Dans les laboratoires de procréation médicalement assistée, une révolution silencieuse est en marche. Derrière les parois vitrées des incubateurs et les microscopes des embryologistes, des algorithmes apprennent à voir ce que l’œil humain ne perçoit pas. Pour la première fois, des bébés sont nés grâce à des procédures de fécondation in vitro où l’intelligence artificielle a joué un rôle déterminant, marquant un tournant historique pour une technique longtemps jugée lourde, coûteuse et incertaine.
La FIV reste, pour de nombreux couples, un parcours éprouvant. Des semaines de traitements hormonaux, une surveillance médicale intense, une ponction ovarienne sous anesthésie, puis l’attente. Malgré tout, les chances de succès demeurent limitées : environ une implantation réussie sur deux, souvent après plusieurs tentatives. En quarante ans, la méthode a permis la naissance de près de dix millions d’enfants dans le monde, mais son efficacité plafonne, laissant nombre de patients face à l’échec et à la frustration.

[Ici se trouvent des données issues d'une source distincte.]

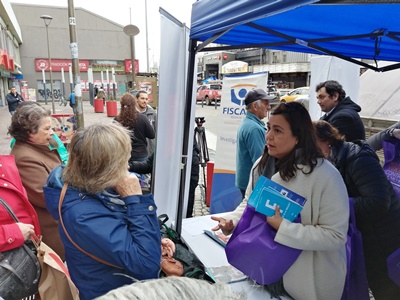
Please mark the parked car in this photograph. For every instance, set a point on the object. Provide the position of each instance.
(283, 92)
(291, 96)
(209, 93)
(272, 90)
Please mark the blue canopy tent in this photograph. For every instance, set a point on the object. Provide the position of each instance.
(348, 29)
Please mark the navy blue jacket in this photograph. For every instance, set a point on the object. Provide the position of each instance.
(123, 232)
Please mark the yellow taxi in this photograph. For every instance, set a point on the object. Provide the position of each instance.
(291, 96)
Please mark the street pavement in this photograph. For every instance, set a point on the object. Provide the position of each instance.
(90, 117)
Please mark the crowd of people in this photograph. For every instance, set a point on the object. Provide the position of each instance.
(90, 208)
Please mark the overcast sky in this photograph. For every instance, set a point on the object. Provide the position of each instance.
(123, 11)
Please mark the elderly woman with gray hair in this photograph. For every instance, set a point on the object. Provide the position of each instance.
(31, 128)
(109, 229)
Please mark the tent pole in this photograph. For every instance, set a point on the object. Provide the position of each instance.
(187, 125)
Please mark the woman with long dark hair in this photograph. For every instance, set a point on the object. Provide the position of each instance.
(292, 159)
(138, 125)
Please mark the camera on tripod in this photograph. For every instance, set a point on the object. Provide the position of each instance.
(199, 121)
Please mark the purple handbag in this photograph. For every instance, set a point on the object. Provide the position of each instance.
(252, 249)
(391, 167)
(393, 263)
(356, 284)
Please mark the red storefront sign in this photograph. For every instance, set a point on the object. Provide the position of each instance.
(128, 66)
(6, 60)
(11, 63)
(57, 64)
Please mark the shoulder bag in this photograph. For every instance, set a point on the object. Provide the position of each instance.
(262, 259)
(19, 268)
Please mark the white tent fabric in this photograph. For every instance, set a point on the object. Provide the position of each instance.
(170, 123)
(380, 94)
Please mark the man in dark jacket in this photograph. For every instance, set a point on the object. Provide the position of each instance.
(340, 111)
(13, 99)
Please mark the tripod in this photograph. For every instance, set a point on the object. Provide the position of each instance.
(200, 136)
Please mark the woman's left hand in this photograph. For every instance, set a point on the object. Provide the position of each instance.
(167, 247)
(276, 220)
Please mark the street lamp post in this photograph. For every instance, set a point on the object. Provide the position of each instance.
(47, 20)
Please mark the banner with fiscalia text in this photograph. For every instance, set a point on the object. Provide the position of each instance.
(224, 195)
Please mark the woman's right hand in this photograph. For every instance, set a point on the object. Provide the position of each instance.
(225, 225)
(129, 186)
(26, 229)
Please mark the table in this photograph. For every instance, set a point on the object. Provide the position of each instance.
(212, 254)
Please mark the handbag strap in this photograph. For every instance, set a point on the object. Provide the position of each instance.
(63, 191)
(9, 210)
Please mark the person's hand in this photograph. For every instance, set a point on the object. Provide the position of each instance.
(26, 229)
(129, 186)
(276, 220)
(225, 225)
(167, 247)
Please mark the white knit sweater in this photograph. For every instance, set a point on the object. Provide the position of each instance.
(319, 272)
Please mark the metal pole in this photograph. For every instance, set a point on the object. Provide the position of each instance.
(51, 73)
(187, 125)
(147, 37)
(131, 31)
(78, 107)
(132, 38)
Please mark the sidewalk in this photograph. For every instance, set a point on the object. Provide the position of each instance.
(90, 117)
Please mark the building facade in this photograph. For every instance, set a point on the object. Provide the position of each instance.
(101, 45)
(285, 69)
(10, 41)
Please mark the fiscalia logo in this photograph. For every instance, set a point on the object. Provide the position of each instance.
(239, 91)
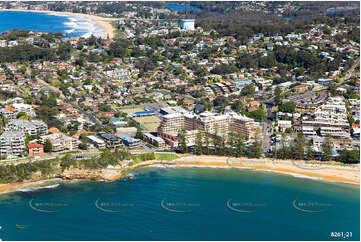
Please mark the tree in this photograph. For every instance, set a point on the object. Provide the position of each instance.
(300, 146)
(327, 149)
(182, 145)
(48, 146)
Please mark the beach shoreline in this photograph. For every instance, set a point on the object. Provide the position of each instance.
(104, 23)
(333, 173)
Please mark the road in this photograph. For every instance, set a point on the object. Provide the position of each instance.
(163, 91)
(350, 71)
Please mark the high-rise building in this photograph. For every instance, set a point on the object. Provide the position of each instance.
(174, 123)
(187, 24)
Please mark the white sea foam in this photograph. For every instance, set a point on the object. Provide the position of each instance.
(31, 189)
(241, 168)
(81, 26)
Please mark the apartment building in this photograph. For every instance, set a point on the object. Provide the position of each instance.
(98, 143)
(33, 127)
(25, 108)
(154, 140)
(12, 144)
(60, 142)
(35, 149)
(8, 114)
(173, 123)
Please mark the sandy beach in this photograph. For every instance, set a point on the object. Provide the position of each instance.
(335, 173)
(104, 23)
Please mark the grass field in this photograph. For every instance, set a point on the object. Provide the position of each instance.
(150, 123)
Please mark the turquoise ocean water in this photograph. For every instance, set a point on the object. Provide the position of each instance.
(185, 204)
(42, 22)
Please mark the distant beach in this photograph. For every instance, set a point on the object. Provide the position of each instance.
(104, 23)
(302, 169)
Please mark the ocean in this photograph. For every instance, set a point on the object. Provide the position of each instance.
(185, 204)
(72, 26)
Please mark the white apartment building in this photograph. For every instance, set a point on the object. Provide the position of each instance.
(12, 144)
(33, 127)
(173, 123)
(26, 108)
(60, 142)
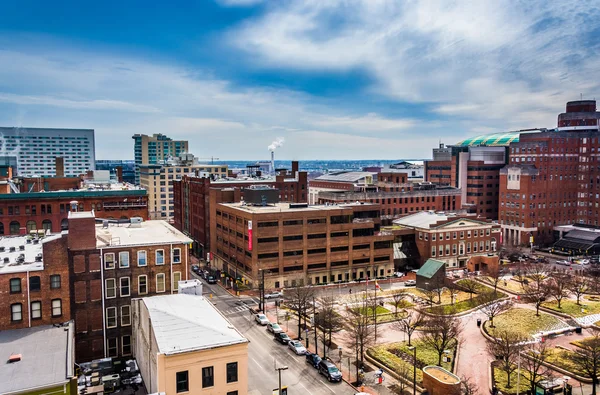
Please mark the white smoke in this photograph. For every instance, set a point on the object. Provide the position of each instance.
(275, 144)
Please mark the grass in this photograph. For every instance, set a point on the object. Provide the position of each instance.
(525, 321)
(570, 307)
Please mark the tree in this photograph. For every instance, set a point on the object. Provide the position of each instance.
(505, 347)
(578, 286)
(442, 333)
(410, 323)
(587, 358)
(299, 300)
(493, 309)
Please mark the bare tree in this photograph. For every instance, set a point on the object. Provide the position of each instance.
(579, 285)
(442, 333)
(587, 358)
(534, 363)
(410, 323)
(493, 309)
(299, 299)
(505, 347)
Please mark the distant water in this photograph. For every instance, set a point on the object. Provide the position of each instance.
(319, 165)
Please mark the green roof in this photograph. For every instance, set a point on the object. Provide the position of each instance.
(495, 139)
(430, 268)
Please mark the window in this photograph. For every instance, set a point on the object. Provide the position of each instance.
(124, 285)
(176, 255)
(36, 310)
(111, 288)
(35, 283)
(160, 257)
(232, 372)
(55, 281)
(182, 381)
(56, 308)
(142, 258)
(15, 285)
(111, 317)
(176, 279)
(16, 312)
(124, 259)
(109, 261)
(142, 285)
(160, 282)
(208, 377)
(125, 315)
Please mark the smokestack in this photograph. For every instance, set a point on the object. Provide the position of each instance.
(59, 163)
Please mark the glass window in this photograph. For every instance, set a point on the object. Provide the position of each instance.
(124, 285)
(36, 310)
(111, 288)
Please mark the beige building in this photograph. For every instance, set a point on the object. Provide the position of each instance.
(184, 345)
(158, 179)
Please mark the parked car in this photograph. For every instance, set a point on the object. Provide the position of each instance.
(273, 295)
(313, 360)
(329, 370)
(261, 319)
(297, 347)
(282, 337)
(274, 327)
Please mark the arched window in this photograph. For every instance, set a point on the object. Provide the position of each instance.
(47, 225)
(31, 226)
(14, 227)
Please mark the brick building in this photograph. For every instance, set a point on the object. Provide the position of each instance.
(553, 178)
(34, 281)
(193, 197)
(295, 244)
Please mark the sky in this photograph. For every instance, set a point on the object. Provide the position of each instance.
(335, 79)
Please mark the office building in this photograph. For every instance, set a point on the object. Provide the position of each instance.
(194, 195)
(296, 244)
(151, 150)
(34, 150)
(183, 344)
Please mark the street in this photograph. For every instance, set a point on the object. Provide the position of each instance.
(264, 353)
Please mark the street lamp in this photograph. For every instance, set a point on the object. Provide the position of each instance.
(414, 350)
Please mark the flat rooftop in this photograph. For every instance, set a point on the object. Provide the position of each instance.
(155, 232)
(46, 357)
(285, 207)
(186, 323)
(31, 250)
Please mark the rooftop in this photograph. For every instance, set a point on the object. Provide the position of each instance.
(46, 357)
(185, 323)
(154, 232)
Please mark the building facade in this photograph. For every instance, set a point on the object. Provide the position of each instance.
(151, 150)
(296, 244)
(34, 150)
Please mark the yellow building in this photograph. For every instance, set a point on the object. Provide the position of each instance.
(184, 345)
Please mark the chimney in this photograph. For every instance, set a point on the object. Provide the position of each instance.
(59, 163)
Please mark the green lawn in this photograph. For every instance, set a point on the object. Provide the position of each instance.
(571, 307)
(525, 321)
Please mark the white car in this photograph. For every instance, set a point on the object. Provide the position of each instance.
(297, 347)
(261, 319)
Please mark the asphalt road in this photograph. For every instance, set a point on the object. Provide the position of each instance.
(264, 352)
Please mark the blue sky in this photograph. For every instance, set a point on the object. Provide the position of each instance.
(336, 79)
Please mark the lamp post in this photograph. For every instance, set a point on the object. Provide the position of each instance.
(414, 350)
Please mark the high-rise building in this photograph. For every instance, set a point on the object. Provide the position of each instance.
(151, 150)
(553, 178)
(34, 150)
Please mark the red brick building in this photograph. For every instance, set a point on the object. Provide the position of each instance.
(193, 197)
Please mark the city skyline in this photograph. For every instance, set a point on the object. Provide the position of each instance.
(336, 80)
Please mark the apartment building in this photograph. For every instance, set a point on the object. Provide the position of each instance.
(33, 150)
(295, 244)
(183, 344)
(194, 195)
(151, 150)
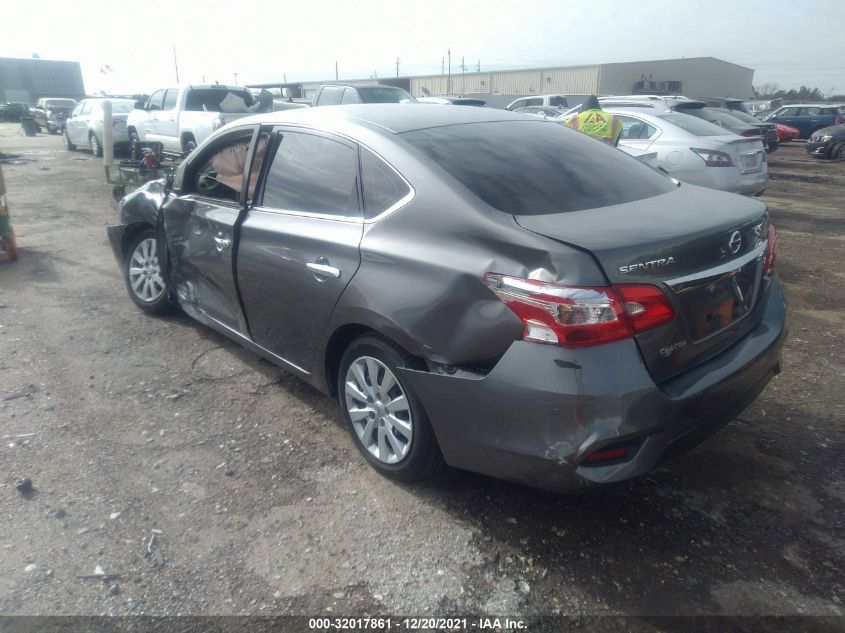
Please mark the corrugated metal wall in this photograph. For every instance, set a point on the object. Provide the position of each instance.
(575, 80)
(38, 78)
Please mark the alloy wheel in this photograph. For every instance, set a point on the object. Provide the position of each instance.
(145, 272)
(379, 409)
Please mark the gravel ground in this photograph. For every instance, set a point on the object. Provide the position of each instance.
(135, 426)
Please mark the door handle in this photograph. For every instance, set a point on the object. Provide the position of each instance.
(321, 269)
(221, 241)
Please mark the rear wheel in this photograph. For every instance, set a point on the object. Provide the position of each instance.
(385, 418)
(68, 145)
(96, 148)
(143, 276)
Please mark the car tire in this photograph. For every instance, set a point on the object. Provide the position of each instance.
(142, 274)
(383, 415)
(96, 146)
(68, 145)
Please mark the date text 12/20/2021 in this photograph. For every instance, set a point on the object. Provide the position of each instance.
(416, 624)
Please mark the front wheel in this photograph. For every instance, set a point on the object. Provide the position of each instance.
(143, 276)
(385, 418)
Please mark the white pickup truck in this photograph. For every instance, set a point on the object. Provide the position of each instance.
(182, 118)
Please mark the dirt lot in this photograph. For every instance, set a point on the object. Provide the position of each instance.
(264, 506)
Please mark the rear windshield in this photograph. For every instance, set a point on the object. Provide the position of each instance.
(381, 94)
(536, 168)
(219, 100)
(697, 127)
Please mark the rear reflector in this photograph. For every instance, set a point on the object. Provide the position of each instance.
(575, 316)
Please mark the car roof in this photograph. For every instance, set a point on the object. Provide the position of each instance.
(395, 118)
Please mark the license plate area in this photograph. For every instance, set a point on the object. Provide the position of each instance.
(718, 302)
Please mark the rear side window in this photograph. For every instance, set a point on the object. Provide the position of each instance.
(383, 187)
(535, 168)
(693, 125)
(330, 95)
(313, 174)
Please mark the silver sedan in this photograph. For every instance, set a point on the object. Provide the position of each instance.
(695, 151)
(84, 127)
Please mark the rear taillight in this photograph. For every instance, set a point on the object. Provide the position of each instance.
(771, 251)
(575, 316)
(712, 158)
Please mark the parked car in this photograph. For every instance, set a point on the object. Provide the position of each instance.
(808, 118)
(479, 103)
(341, 94)
(50, 113)
(828, 143)
(547, 101)
(84, 127)
(695, 151)
(183, 117)
(470, 285)
(13, 111)
(542, 111)
(786, 132)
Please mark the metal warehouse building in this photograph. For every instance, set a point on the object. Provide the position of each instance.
(27, 80)
(693, 77)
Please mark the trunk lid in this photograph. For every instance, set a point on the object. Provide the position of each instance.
(703, 248)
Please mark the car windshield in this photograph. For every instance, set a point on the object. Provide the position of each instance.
(693, 125)
(535, 168)
(225, 100)
(383, 94)
(122, 107)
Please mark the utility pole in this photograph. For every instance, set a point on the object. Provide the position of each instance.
(175, 64)
(449, 76)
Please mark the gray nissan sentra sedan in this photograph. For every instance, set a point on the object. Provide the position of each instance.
(473, 286)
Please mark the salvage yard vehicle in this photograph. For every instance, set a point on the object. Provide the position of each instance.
(50, 114)
(548, 101)
(695, 151)
(183, 117)
(84, 127)
(808, 118)
(342, 94)
(469, 285)
(828, 143)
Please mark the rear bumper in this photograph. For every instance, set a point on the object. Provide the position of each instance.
(543, 408)
(817, 149)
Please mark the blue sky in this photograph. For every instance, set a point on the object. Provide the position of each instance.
(790, 44)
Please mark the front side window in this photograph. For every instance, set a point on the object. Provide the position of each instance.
(313, 174)
(383, 187)
(350, 96)
(222, 175)
(170, 99)
(536, 168)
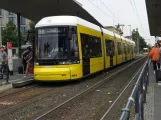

C’est précisément dans ces zones d’incertitude que l’IA s’impose. Aux États-Unis, une équipe de l’université Columbia a récemment obtenu une grossesse après quinze tentatives infructueuses, grâce à un système expérimental baptisé STAR. Sa mission : identifier, au sein d’échantillons considérés comme quasiment stériles, des spermatozoïdes viables. Là où des techniciens chevronnés pouvaient chercher pendant des heures, voire des jours, sans résultat, l’algorithme analyse des millions d’images en un temps record. En quelques millisecondes, il distingue des cellules vivantes, mobiles et intactes, puis un robot les isole sans les endommager. Pour les spécialistes, cette capacité à dépasser les limites humaines ouvre de nouvelles perspectives, notamment dans les cas sévères d’infertilité masculine.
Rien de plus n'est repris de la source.